普天間かおりが心動かされた 井上麻矢さんの沖縄への思い
「木の上の軍隊」は井上先生の「未完の遺作」ともいわれる戯曲。太平洋戦争末期、沖縄本島の西南にある伊江島で、2人の日本兵が米軍に追われて、大きなガジュマルの木の上に2年間も隠れ住んでいた実話です。ところが、私は沖縄生まれなのに全然知らなくて、驚かされることばかりでした。
井上先生は本土の方にもかかわらず、そんな史実を知って舞台化しようと資料を集め、本当にたくさんの資料本やメモを残していらっしゃいました。
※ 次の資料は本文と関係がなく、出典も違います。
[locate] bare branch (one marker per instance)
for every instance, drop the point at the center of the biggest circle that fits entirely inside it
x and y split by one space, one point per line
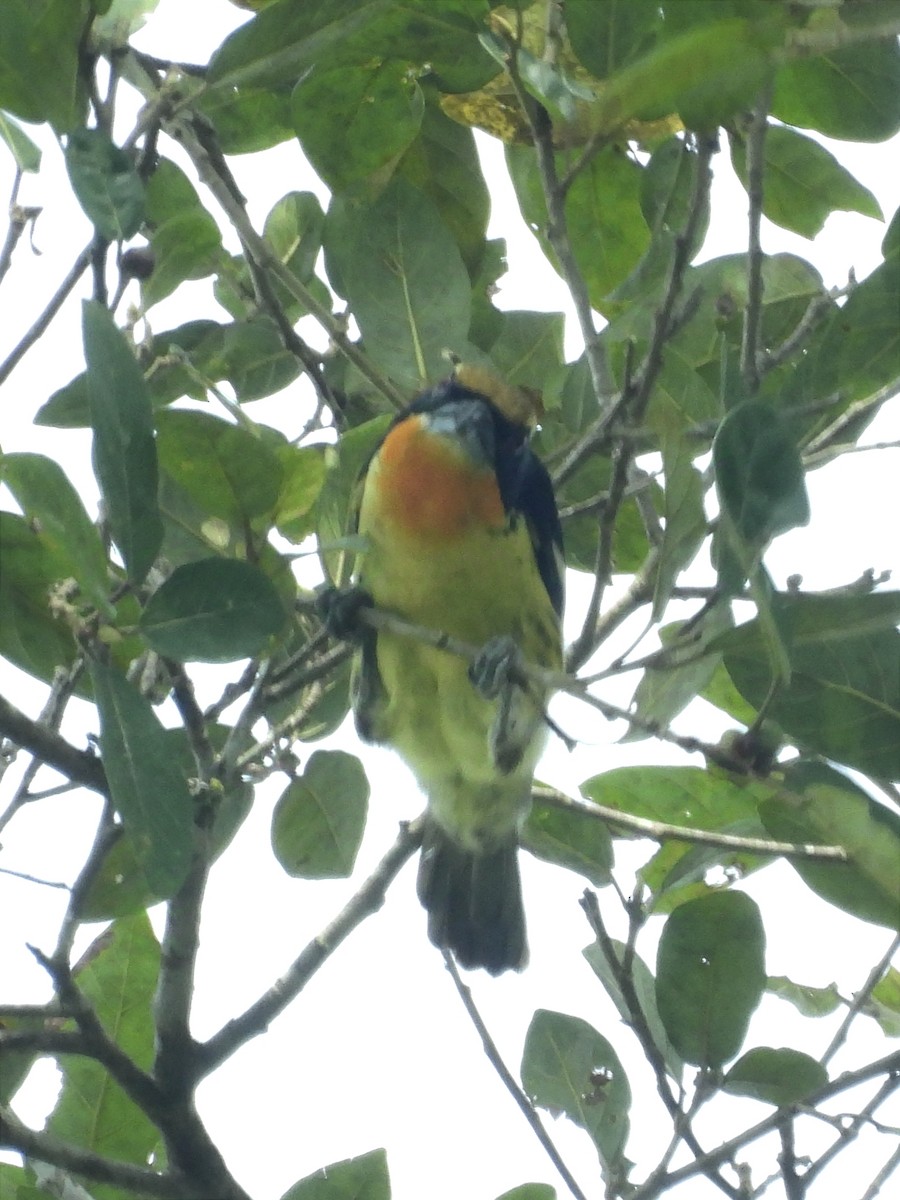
509 1083
79 766
887 1066
883 1175
47 1149
861 1000
558 234
755 180
367 900
40 327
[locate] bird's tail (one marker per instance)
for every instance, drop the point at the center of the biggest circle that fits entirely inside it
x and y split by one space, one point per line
474 901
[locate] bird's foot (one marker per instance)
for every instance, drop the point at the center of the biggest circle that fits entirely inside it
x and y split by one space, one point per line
340 611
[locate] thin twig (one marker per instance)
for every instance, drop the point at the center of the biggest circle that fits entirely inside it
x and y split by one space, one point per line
79 766
756 132
509 1083
367 900
47 1149
40 327
849 1131
883 1175
557 233
849 417
887 1066
621 971
268 261
660 831
861 1000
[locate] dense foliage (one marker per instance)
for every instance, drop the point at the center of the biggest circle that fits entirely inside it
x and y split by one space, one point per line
612 117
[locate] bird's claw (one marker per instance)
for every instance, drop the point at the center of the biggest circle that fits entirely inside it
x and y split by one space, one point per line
497 667
340 611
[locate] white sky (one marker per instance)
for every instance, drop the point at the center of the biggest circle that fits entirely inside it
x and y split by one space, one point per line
377 1050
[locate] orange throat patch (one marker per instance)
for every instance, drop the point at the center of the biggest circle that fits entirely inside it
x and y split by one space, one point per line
430 490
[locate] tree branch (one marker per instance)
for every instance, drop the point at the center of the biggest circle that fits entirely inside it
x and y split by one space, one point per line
659 831
510 1084
36 331
887 1066
79 766
47 1149
755 179
367 900
558 233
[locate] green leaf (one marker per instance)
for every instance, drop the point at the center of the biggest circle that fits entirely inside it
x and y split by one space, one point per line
861 343
247 119
294 229
18 1182
24 151
711 976
69 407
149 790
216 610
777 1077
106 184
40 48
401 271
759 474
885 1002
119 887
851 94
606 225
804 183
685 667
15 1065
227 471
253 359
685 521
574 840
46 496
645 988
118 976
31 635
570 1068
844 696
119 19
682 796
353 123
529 346
807 1000
185 238
610 34
355 1179
318 822
789 286
281 45
124 448
303 478
531 1192
443 165
706 75
823 807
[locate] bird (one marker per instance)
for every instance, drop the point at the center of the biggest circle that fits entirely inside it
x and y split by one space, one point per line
461 534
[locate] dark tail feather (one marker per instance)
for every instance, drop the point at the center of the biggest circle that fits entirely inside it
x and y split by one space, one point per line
474 903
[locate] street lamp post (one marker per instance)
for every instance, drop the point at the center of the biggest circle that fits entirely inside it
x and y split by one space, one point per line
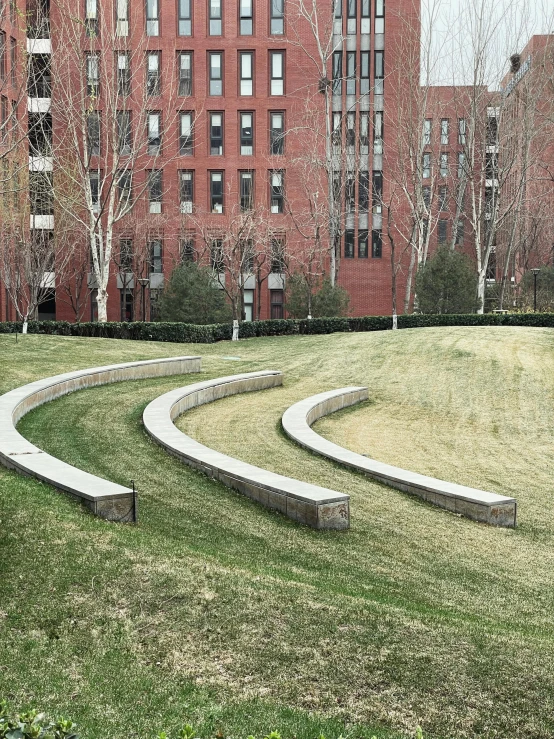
143 282
535 272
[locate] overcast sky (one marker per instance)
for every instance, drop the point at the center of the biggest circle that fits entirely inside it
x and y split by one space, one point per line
453 24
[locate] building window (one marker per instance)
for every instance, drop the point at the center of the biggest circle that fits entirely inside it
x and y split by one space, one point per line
443 197
364 133
126 255
460 232
93 134
363 244
41 192
94 182
462 131
123 73
379 16
461 164
363 192
364 72
91 17
445 132
277 301
376 244
349 244
426 166
246 13
153 73
337 73
124 189
277 19
246 190
366 13
276 134
277 82
217 262
379 72
426 194
350 132
491 165
377 192
277 191
13 61
216 73
350 193
216 134
123 123
152 18
246 134
155 252
215 17
122 18
154 136
278 255
351 73
155 190
246 59
93 75
248 300
186 249
185 73
186 190
492 127
427 124
185 18
185 135
378 132
336 136
216 192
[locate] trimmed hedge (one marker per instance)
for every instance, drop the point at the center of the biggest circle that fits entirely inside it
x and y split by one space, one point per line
187 333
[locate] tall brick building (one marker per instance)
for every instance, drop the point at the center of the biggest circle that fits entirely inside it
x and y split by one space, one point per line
226 106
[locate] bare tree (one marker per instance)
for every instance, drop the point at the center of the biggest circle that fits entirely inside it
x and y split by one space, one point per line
109 133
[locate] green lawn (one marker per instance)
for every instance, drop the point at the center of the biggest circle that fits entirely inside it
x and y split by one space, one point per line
218 612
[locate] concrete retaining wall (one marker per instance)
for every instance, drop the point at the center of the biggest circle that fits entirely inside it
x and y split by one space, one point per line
479 505
104 498
309 504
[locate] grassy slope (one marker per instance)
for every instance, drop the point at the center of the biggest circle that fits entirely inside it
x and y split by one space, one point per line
216 610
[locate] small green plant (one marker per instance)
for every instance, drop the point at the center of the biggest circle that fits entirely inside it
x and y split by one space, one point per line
33 725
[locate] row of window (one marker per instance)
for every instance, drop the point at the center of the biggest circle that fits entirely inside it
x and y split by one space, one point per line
215 17
491 132
344 70
188 253
216 180
215 68
363 244
444 164
4 58
350 131
186 133
444 131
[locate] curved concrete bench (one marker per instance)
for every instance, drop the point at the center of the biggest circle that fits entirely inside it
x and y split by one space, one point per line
104 498
476 504
301 501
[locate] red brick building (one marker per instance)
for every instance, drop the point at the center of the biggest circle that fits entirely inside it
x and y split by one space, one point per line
229 109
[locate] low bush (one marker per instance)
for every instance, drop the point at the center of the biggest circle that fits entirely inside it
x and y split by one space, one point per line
187 333
35 725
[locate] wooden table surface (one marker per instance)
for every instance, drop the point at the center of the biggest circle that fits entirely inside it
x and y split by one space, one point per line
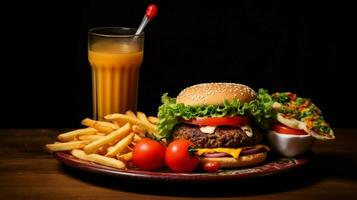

それにすごく感動したのです。
■世間の沖縄のイメージに違和感
というのは、私が沖縄から東京に来た1990年ごろは、少し沖縄が注目を浴び始めた時期だったのですが、青い海と青い空がキーワードのリゾート地のイメージだけ。実際は毎日のように、米軍基地があることによるトラブルが起きていたのに、それはまったくといっていいほど知られていませんでした。
普天間基地はおろか、慰霊の日(沖縄戦が終わった6月23日。犠牲者を弔う日)すら、それ何? って感じ。沖縄とのギャップに、すごく違和感を持ったからです。